僕が銀行内のシャッターを下ろしたタイミングにあわせてアリシアは移動するし、僕が強盗を倒した直後に、リロードしている。
目の前の敵しか見ていないかと思ったんだけど、ちゃんと僕の動きを見ている。
(セオリー知っているっぽい。やっぱ、BoDは初心者だけど、他のFPSの経験者か?)
あっ。ヤバい。
アリシアが背後から狙われているけど、気づいていない。
「チェック、シックス!」
ボイスチャットオフ設定だったから、僕は思わず看板の反対側に向かって声を投げてしまった。
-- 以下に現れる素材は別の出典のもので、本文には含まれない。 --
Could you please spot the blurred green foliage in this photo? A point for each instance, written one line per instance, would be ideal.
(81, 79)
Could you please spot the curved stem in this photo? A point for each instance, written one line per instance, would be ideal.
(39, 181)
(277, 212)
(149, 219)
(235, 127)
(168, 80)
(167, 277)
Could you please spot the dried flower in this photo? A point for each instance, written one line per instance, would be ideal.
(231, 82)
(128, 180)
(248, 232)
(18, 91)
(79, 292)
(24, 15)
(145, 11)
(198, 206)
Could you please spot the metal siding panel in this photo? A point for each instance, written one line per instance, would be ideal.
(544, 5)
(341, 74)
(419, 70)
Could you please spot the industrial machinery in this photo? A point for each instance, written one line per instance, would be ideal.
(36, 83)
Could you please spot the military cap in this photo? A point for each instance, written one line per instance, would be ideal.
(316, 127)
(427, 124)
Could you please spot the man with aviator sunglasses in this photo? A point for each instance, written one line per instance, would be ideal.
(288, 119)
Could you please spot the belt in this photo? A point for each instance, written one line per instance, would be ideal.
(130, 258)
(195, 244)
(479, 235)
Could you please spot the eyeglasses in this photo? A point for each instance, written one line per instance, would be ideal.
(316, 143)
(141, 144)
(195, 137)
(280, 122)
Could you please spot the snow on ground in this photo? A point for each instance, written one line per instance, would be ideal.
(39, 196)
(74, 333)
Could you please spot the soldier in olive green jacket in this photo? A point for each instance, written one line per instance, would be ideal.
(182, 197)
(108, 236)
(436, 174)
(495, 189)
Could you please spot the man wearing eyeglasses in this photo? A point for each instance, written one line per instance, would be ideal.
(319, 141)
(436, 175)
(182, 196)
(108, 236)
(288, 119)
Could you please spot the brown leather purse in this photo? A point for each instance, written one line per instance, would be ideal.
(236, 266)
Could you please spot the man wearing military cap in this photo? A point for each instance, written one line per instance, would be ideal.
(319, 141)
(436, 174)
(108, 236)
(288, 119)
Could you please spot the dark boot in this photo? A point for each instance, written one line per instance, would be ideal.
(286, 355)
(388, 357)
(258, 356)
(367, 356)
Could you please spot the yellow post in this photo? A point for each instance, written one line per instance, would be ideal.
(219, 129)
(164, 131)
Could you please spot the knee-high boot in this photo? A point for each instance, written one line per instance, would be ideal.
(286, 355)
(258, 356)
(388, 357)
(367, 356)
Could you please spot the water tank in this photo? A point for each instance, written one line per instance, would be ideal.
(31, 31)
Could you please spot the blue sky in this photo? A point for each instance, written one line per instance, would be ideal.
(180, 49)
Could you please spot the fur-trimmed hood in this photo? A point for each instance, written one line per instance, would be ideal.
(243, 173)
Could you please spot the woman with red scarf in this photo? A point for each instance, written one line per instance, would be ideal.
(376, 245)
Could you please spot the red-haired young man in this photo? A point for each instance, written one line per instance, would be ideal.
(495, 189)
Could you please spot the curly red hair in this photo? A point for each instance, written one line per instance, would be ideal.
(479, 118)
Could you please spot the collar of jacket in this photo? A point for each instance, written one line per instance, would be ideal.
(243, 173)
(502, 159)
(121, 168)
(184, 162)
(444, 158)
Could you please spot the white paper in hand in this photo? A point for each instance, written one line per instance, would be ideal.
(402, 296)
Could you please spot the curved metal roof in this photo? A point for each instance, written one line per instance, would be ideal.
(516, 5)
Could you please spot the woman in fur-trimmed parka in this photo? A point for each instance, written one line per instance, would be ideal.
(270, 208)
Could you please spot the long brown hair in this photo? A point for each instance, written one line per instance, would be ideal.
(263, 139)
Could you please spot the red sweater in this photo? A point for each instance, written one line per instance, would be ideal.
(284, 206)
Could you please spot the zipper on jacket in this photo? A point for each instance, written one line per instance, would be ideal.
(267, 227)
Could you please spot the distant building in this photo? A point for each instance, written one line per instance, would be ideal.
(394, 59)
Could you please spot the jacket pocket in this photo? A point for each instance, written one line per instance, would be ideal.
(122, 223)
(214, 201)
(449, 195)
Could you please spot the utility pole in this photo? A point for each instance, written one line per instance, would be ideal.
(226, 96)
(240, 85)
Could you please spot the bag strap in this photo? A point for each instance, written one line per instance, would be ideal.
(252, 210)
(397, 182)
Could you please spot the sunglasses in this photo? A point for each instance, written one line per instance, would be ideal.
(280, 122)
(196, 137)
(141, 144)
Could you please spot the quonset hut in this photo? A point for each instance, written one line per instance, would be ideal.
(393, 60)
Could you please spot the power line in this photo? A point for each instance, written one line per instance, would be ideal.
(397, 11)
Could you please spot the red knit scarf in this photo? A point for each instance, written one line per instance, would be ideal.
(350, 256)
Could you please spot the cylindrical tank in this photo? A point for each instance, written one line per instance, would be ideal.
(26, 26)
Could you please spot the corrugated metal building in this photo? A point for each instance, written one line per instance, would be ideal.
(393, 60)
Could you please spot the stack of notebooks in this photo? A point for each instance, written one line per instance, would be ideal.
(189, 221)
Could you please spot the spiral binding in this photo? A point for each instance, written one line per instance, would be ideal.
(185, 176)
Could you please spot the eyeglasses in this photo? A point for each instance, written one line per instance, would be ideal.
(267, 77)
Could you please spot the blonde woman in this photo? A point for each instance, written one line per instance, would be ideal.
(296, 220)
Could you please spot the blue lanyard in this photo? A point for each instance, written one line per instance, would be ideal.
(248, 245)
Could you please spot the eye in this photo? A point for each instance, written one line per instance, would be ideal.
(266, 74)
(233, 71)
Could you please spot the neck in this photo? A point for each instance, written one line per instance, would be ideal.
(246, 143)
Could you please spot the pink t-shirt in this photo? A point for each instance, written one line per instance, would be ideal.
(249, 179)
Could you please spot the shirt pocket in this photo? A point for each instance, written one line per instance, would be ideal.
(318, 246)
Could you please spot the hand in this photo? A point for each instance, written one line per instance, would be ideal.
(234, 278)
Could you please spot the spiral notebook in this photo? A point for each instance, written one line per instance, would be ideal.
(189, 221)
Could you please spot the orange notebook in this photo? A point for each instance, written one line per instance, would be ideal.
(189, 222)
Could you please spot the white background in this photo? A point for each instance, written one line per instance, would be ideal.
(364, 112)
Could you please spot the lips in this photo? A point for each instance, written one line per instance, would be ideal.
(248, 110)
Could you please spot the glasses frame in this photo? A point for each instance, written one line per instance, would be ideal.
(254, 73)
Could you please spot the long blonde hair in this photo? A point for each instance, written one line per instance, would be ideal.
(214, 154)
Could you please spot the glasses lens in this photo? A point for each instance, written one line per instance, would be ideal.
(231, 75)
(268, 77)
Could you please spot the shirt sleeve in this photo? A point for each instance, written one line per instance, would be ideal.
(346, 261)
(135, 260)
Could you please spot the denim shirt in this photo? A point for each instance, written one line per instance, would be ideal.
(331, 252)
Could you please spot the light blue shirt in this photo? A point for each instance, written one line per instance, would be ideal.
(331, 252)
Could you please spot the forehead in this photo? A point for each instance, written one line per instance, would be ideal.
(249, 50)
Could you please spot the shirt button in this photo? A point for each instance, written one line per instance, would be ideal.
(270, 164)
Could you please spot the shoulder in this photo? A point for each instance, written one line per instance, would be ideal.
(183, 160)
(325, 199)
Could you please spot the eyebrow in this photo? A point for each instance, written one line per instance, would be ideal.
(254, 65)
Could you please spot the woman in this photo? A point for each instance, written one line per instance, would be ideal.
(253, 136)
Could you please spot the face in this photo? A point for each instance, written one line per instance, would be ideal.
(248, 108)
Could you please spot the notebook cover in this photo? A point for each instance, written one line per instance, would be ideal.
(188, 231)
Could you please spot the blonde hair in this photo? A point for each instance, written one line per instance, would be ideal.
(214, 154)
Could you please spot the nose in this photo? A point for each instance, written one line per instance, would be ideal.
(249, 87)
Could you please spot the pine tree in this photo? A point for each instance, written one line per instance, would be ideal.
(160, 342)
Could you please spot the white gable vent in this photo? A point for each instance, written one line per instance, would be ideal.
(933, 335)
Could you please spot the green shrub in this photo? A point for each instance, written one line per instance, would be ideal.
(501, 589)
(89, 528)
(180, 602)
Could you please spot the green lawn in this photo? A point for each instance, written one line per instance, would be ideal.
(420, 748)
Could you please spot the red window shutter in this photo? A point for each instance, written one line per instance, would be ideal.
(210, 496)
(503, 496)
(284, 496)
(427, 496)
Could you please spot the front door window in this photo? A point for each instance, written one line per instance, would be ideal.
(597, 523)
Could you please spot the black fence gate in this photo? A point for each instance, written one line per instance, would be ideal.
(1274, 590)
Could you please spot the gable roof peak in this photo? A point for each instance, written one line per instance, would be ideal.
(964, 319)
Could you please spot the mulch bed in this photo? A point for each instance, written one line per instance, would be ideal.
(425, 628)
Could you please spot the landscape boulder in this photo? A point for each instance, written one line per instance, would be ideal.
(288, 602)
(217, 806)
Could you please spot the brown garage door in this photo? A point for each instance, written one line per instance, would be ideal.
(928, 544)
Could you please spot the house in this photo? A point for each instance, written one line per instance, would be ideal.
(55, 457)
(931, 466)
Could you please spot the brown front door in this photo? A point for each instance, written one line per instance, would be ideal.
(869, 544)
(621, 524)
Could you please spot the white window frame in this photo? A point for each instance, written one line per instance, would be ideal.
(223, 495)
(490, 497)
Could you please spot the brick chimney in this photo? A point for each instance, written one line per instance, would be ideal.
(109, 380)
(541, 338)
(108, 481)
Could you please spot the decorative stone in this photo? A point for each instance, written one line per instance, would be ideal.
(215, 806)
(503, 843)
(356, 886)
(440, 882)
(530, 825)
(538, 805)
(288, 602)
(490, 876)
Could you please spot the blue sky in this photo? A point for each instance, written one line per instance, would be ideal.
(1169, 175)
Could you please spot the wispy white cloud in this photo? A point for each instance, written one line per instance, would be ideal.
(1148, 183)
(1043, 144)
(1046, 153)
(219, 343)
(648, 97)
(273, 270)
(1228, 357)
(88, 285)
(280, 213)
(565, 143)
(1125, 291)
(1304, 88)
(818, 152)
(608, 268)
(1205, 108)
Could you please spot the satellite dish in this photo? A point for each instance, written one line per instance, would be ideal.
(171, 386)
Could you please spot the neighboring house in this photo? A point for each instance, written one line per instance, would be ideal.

方角を時計盤に見立てて6時方向、つまり後ろを見ろと警告したのだ。
「OK. Target down」
やった。少女と会話成立!
僕の英語が通じた!
……と喜んでみたものの、やはりというか、当然というか、アリシアの声はSinさんとは似ても似つかない、幼く可愛い声だった。別人確定だ。